In the first, iSuppli says that booming global demand for solar energy has spurred a critical shortage of the polysilicon used to make PV cells. The shortages and the resulting rise in costs are forcing the PV industry to adopt more vertically integrated structures, bringing production of polysilicon under their more direct control, while also driving the advancement of thin-film technologies that can act as the raw material for PV cells. The market share of thin-film technologies will rise from 5% of the total PV market in 2007 to 20% in 2010, according to iSuppli.

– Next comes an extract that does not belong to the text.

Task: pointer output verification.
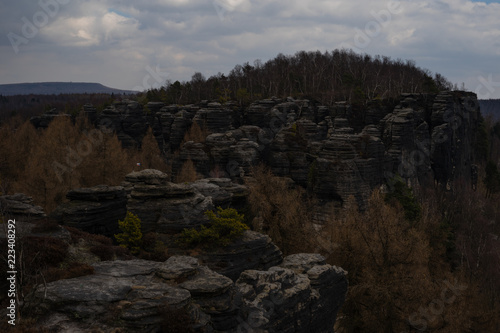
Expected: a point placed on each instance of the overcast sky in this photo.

Meanwhile, NanoMarkets predicts that organic photovoltaic (OPV) products will become commercially available for the first time during 2008, following the substantial venture capital invested in this sector. As a result OPVs are now being taken seriously as a low-cost solution for mainstream solar panels and building-integrated photovoltaics (BIPV) applications. BIPVs will account for $470 million in revenues by 2015, by which time the entire OPV sector will be generating nearly $1 billion. Although the conversion efficiencies of commercial PVs based on organic materials cannot yet match inorganic approaches, organic solar cells are lower in cost and hybrid organic/inorganic dye sensitive cell (DSCs) are already the lowest cost of all printed PV cells types, according to Organic Photovoltaic Markets available from NanoMarkets.

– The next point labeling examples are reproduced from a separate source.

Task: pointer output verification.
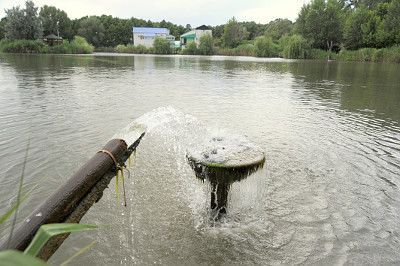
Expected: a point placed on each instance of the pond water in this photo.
(328, 192)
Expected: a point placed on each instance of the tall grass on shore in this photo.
(77, 46)
(387, 55)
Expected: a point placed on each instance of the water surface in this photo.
(328, 193)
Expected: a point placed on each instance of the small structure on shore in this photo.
(53, 39)
(146, 35)
(195, 35)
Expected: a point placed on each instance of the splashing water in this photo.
(176, 133)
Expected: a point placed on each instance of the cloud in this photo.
(194, 12)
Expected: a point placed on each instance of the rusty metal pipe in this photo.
(72, 200)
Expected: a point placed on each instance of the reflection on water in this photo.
(328, 193)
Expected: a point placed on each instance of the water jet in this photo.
(223, 160)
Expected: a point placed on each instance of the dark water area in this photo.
(328, 192)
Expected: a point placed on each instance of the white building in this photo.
(195, 35)
(146, 36)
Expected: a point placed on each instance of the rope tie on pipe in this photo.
(119, 167)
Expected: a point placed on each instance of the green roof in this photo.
(190, 34)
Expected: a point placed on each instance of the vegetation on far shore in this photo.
(350, 30)
(76, 46)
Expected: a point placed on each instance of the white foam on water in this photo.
(227, 149)
(172, 134)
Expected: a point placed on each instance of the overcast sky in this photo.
(194, 12)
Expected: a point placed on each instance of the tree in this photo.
(296, 47)
(321, 23)
(55, 21)
(206, 46)
(23, 23)
(162, 46)
(278, 28)
(364, 28)
(3, 23)
(92, 30)
(265, 47)
(234, 33)
(392, 21)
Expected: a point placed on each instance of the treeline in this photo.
(324, 28)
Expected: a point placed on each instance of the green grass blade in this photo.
(13, 209)
(19, 195)
(46, 231)
(17, 258)
(80, 252)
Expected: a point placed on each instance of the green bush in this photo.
(162, 46)
(296, 47)
(206, 46)
(23, 46)
(77, 46)
(244, 50)
(319, 54)
(191, 48)
(131, 49)
(241, 50)
(265, 47)
(389, 55)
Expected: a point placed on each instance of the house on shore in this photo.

Physik Instrumente, a German supplier of nanopositioning and motion-control equipment for photonics and other applications, has created a new sales and support office in the UK. Physik Instrumente UK will support customers in the UK and Ireland and provide applications support, equipment demonstrations, price information and feedback on technical issues. This move comes after the recent establishment of a new sales office in France, and is in response to continuing growth and expansion into new fields, according to a company statement.

People

• The Innovation Award Laser Technology 2008, conferred by Arbeitskreis Lasertechnik and the European Laser Institute, has been awarded to Bertold Hopf of Daimler. Hopf is part of the team behind RobScan, a robot-guided remote scanner for laser beam welding which has been developed for vehicle body construction by a Daimler project group.

• Jack Gabzdyl and Andrew Appleyard have been named by SPI Lasers as product line managers for pulsed lasers and high-power laser systems respectively. They will be responsible for driving uptake of the company's G3 pulsed lasers and the R4 system platform, and leading new product introductions for 2008.

Oxford Instruments Plasma Technology has appointed Bernard Scanlan to the role of General Manager of the newly acquired Technologies and Devices International (TDI) business in Maryland, USA. Scanlan was previously operations director at Oxford Instruments Nanoscience.